Also anything from Zbigniew Preisner I consider to be sad.

Christopher also did a great sad score for "murder in the first degree" and so did Don Davis for "The unsaid".


----------



## xylophonetic (Dec 18, 2006)

first thing that pops in my head: Mozart Requiem, the angle choir

could be more sad, but can't think of anything else atm


----------



## Frederick Russ (Dec 18, 2006)

I really wonder though if minor keys alone really define "sad" musically. I've heard a lot of attempts to define tragedy and loss musically but find that actually, sadness is an extremely complex emotion to emulate musically. At times minor keys almost seem over the top when trying to depict one take on "sadness". There are so many levels of "sad". Is it selfish sad that only thinks of one's own feelings to the exclusion of others? Or perhaps hope and longing intermingled with loneliness and darkness? Or the realization that one's efforts to make a difference are all in vain? Or tragic loss of life in youth? Mixed emotions - hope, anger, sadness, desperation - seems to me that the very best depictions in musical terms are as complex yet as simple and raw as the emotions they describe.

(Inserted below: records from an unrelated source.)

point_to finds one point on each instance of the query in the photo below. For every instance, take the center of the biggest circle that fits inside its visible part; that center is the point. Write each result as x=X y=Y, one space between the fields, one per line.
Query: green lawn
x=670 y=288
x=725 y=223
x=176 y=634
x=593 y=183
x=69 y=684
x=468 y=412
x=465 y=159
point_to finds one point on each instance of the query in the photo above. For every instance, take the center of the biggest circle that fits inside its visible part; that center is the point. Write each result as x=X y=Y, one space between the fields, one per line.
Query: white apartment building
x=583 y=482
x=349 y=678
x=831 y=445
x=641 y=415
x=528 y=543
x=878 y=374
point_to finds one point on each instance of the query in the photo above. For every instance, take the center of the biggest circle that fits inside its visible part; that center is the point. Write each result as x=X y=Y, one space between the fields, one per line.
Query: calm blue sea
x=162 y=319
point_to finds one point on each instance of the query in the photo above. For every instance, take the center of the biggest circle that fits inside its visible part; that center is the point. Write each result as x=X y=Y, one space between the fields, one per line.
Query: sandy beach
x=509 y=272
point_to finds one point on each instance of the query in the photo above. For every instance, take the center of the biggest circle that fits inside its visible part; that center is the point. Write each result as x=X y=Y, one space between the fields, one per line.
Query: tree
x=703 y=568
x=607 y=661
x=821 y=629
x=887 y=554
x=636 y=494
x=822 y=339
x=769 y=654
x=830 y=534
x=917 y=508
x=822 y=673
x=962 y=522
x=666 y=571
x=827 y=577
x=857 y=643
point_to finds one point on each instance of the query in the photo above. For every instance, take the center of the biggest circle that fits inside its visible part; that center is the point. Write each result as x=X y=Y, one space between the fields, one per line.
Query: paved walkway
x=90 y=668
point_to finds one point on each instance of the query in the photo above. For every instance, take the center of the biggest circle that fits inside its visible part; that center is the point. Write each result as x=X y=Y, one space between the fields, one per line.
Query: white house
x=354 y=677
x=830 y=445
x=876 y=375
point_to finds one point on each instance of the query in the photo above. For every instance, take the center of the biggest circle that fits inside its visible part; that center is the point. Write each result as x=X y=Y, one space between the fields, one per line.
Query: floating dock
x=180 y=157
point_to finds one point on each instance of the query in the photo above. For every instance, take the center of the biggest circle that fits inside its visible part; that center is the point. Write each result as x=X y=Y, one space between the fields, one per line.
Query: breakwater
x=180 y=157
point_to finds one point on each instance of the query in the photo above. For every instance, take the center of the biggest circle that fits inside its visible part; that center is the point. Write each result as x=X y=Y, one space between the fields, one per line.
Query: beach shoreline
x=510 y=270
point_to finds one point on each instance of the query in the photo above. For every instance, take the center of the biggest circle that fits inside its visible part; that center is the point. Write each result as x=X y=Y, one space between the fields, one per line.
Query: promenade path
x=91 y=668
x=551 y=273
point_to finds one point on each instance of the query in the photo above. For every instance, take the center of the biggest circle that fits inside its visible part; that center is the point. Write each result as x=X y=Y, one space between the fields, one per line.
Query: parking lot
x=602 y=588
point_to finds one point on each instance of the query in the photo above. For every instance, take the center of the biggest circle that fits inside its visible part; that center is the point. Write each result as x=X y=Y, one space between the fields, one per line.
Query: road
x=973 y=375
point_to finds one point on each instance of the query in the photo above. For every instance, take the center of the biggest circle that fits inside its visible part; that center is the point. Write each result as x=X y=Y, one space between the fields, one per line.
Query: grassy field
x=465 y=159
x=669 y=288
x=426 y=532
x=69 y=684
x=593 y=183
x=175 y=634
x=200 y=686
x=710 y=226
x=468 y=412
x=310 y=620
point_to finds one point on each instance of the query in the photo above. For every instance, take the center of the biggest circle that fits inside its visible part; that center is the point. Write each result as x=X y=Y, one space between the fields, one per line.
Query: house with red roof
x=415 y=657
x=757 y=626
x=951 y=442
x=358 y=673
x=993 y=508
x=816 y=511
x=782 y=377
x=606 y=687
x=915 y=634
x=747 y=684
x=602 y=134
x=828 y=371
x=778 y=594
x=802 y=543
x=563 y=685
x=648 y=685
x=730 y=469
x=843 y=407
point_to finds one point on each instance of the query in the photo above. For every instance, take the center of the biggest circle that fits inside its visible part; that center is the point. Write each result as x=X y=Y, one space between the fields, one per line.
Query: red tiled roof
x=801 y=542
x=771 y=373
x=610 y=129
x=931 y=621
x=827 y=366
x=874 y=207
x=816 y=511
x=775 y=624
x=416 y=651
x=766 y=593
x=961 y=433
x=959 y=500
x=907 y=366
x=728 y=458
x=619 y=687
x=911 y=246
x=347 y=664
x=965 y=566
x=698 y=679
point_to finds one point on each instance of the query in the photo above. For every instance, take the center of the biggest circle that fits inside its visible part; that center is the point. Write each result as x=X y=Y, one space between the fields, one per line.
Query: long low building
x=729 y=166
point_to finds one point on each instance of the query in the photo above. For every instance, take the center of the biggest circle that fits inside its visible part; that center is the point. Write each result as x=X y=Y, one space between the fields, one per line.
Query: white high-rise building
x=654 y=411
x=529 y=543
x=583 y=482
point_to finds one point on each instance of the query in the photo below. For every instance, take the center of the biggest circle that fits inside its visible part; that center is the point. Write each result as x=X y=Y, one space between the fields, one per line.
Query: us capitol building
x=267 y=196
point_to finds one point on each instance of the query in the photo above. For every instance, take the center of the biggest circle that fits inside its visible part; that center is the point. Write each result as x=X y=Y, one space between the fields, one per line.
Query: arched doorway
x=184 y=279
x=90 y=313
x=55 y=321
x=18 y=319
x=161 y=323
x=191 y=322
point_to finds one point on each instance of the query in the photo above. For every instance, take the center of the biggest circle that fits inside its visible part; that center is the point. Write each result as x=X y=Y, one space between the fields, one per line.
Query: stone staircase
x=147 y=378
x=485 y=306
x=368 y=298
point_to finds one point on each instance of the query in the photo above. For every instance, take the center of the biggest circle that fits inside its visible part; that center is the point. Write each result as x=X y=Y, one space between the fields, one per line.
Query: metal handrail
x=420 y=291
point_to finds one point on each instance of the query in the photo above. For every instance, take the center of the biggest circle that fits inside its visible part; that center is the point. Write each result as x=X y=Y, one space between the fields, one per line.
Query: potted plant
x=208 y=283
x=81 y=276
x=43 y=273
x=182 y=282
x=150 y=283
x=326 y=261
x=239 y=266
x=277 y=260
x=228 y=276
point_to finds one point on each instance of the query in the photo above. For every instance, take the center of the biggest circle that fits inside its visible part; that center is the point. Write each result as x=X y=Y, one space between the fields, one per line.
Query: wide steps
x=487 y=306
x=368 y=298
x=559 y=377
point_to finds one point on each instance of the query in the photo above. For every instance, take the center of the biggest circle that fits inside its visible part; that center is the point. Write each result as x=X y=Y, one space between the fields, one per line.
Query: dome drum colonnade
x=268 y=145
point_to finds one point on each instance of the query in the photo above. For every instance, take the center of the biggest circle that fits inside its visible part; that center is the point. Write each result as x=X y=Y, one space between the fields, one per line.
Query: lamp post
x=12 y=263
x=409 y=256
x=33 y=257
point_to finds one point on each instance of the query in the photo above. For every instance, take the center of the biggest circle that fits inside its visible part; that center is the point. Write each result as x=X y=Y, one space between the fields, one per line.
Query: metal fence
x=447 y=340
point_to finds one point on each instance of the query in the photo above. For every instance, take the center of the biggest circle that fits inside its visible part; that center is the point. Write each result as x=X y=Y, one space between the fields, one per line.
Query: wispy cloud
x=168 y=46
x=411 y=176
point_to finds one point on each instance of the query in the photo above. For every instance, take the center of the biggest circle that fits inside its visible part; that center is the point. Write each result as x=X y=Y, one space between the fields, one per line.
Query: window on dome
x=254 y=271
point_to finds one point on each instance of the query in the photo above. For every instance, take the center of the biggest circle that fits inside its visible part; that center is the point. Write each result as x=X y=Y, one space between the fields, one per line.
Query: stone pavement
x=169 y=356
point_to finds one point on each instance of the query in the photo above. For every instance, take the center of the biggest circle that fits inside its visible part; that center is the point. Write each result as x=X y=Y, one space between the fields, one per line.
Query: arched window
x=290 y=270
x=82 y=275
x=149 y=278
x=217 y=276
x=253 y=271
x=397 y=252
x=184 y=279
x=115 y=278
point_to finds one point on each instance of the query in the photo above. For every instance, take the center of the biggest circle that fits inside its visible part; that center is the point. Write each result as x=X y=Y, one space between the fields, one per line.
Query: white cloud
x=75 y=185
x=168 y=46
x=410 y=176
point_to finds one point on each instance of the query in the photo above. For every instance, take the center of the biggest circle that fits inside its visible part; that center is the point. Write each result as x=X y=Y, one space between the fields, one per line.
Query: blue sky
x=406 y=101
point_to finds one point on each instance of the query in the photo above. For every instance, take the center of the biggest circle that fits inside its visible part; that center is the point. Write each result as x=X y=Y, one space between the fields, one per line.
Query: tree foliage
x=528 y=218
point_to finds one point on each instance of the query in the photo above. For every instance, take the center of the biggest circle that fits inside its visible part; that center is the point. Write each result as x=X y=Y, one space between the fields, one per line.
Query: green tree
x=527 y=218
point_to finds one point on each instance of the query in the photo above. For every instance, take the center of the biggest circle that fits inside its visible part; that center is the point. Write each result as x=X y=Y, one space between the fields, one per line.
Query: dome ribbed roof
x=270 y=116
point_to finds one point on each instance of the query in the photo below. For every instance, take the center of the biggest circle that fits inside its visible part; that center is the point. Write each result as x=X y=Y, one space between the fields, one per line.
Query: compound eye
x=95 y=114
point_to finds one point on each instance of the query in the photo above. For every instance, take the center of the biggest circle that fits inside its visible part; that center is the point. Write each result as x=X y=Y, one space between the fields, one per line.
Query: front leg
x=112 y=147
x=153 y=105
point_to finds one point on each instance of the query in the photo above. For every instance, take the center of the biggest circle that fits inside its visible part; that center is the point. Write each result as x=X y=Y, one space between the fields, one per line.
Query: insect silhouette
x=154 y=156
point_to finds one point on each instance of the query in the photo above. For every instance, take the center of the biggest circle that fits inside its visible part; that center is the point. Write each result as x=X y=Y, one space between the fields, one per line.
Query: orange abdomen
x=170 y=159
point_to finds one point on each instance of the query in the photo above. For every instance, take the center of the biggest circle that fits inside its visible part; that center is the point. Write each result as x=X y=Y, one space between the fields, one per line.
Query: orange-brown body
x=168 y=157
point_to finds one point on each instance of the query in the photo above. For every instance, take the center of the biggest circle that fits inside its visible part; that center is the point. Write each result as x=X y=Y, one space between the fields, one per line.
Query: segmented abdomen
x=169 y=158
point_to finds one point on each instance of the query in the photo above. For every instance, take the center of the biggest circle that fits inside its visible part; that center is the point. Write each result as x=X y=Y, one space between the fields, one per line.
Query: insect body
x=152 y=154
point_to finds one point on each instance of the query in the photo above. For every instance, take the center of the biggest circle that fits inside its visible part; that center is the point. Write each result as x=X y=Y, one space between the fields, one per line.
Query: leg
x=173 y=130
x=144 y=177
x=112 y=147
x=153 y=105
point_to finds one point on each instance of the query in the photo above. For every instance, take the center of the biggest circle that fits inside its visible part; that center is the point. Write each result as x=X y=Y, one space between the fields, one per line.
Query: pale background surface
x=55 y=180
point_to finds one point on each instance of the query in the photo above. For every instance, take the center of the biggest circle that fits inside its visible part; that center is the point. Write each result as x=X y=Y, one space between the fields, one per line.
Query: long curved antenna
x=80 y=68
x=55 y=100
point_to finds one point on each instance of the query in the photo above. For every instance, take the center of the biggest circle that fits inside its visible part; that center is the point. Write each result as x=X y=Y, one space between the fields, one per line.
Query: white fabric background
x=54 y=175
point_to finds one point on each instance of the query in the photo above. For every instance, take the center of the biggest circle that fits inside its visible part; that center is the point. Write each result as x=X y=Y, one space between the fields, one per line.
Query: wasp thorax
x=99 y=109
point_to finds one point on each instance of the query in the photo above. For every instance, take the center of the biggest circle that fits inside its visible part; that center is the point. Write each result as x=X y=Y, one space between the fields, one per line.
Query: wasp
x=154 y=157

Perhaps one of the most moving pieces I've heard in a long time actually wasn't written so much in minor - Farewell by Danny Elfman (written for the original Spiderman movie). The piece rides in hope but the tragedy is that it remains unrealized. The loneliness and longing are there, the hope and the hesitation. Its an interesting sound sculpture and its hard not to feel the gyst of the moving message.

Another that comes to mind is the choral piece Requiem: Pie Jesu (Durufle). Not a lot of minor but man this gets me every time I hear it - hope mixed with tragedy and finality. 

I suppose each person's idea of sad differs depending on their own experiences so its varied I guess.


----------



## david robinson (Dec 19, 2006)

music that doesn't make you money?

Mozart: Requiem.
Morricone: Harmonica's Theme from OUATITW (based on Mozart's Don G.)
Beethoven: Sym7: Slow Movement. always brings a tear.......


----------



## paoling (Dec 19, 2006)

Well... I come in with my entry  :D

The Adagio of the Piano concert in G by Maurice Ravel.

By the way, this part is in E major if I don' t remember bad, but the theme has a kind of sad and nostalgic mood. When I' m a bit sad I usually listen to it, because at a certain part it connects with my thoughts bringing me toward that ending full of hope.

It' a kind of mix of interior moods, and it has something "magic" I can' t define (altough there' s a smart use of polytonality)...

One of the most beautiful pieces ever written (er, and sad  ).


----------



## Genius Gone Insane (Mar 9, 2007)

"Anakin's Betrayal" by John Williams from Episode III. Not sure what's going on there, but it works.


----------



## Necromancer (May 1, 2007)

Adagio for Strings/Agnus Dei by Samuel Barber. It brings a tear to my eye every time, which is horribly inconvenient since I have to sing it.


----------